In 2012, I was about to sign a lease to open my third LunchboxWax waxing salon. Something kept me from signing before I left for my retreat. While there, a moment of clarity struck me: my business is not just a waxing business – it is so much more. I started to believe that I could use my life experiences to help others. The floodgates opened, and I started to visualize a business created with the sole purpose of empowering young women. I knew deep down that a lot of people were going to want to be a part of this. The idea to franchise came to me – I still don’t know where the first thought came from, and I don’t question it. When I got out of my retreat, I immediately started researching. I was lit up – everything inside me said this was the right path. LunchboxWax was going to become a franchise. I’ve never looked back and have learned (and re-learned) to always listen to my gut. My best big ideas still come to me during stillness.
We can all do unbelievable work with a clear mind.

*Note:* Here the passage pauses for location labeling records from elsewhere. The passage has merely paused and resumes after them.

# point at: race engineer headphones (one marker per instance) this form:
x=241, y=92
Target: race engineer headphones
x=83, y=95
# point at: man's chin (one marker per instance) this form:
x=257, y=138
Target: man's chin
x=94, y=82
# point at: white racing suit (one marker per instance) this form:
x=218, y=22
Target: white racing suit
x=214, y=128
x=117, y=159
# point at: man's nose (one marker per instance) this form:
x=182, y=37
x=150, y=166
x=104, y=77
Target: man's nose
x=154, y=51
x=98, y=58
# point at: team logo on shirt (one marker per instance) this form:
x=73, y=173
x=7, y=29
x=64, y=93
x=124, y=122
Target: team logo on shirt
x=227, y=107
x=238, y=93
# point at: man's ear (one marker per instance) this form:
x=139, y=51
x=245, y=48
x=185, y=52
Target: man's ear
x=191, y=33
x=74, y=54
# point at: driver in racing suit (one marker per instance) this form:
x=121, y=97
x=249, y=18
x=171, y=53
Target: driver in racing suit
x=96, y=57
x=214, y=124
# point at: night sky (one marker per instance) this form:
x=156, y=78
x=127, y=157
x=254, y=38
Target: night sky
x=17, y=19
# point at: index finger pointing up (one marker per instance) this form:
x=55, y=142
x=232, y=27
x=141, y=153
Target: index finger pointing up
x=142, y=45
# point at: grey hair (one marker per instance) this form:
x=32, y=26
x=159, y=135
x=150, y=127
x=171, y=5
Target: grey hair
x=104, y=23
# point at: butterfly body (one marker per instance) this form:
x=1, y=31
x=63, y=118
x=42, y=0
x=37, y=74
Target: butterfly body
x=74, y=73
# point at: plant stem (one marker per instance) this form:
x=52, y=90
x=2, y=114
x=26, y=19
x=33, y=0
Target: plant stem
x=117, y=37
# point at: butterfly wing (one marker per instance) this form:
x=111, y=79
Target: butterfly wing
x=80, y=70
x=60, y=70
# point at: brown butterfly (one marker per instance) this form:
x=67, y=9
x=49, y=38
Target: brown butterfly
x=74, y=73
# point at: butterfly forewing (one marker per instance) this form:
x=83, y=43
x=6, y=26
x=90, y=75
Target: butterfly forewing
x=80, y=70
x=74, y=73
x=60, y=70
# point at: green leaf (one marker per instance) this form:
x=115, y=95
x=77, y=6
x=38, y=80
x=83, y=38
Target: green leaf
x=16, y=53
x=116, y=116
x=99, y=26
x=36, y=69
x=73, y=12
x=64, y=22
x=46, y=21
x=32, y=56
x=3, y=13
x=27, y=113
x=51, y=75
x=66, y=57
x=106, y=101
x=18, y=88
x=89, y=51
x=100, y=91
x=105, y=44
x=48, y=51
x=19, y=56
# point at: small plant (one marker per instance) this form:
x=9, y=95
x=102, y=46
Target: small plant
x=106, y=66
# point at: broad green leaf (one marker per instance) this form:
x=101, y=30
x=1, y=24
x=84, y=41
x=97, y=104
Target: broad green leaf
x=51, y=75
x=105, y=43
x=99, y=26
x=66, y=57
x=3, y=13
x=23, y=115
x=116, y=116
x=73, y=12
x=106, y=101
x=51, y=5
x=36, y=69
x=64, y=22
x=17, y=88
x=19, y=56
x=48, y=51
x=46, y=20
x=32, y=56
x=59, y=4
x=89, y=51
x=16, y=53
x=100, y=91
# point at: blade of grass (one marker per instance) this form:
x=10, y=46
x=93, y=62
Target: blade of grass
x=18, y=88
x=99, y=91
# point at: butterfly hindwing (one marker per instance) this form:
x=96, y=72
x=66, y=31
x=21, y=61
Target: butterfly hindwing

Once I established a regular meditation practice, I began to see all the creativity I missed in regular life because I couldn’t seem to slow down. I started writing and painting again after 30 years of being “too busy” for that sort of thing, even though I loved it. Taking time for silence is much bigger than just not talking. To me, it’s about opening up to creativity, whether that’s writing, art, or business. Now, twice a year, I carve out a week for a silent retreat.
With more than 10 years of daily meditation and biannual silent retreats as my foundation, I’m now passionate about incorporating mindfulness into my business, including offering mindfulness training for waxologists. Growing a wax-only salon franchise that specializes in Brazilians might not seem like the type of company that benefits from mindfulness, but I truly believe it’s at the heart of our culture-first business. We serve people in intimate ways that can bring up feelings of vulnerability. Having a strong sense of self-awareness, good communication skills and boundaries are important for any team to thrive, including in my business.
If you are just getting started in your practice or want to learn more, I recommend checking out Mindfulness in Plain English– a short read you can download for free online. You can also check out my hero Oprah Winfrey’s 21-Day Meditation Challenges with Deepak Chopra. Listening to their inspiring guidance basically tricks you into meditating, even for the monkiest of minds like mine. For business owners, Search Inside Yourself by Chande-Meng Tan is a must-read. He was one of Google’s earliest engineers who retired with the title “Jolly Good Fellow” in 2015, and the book helps business leaders implement the skills of mindfulness without too much woo-woo.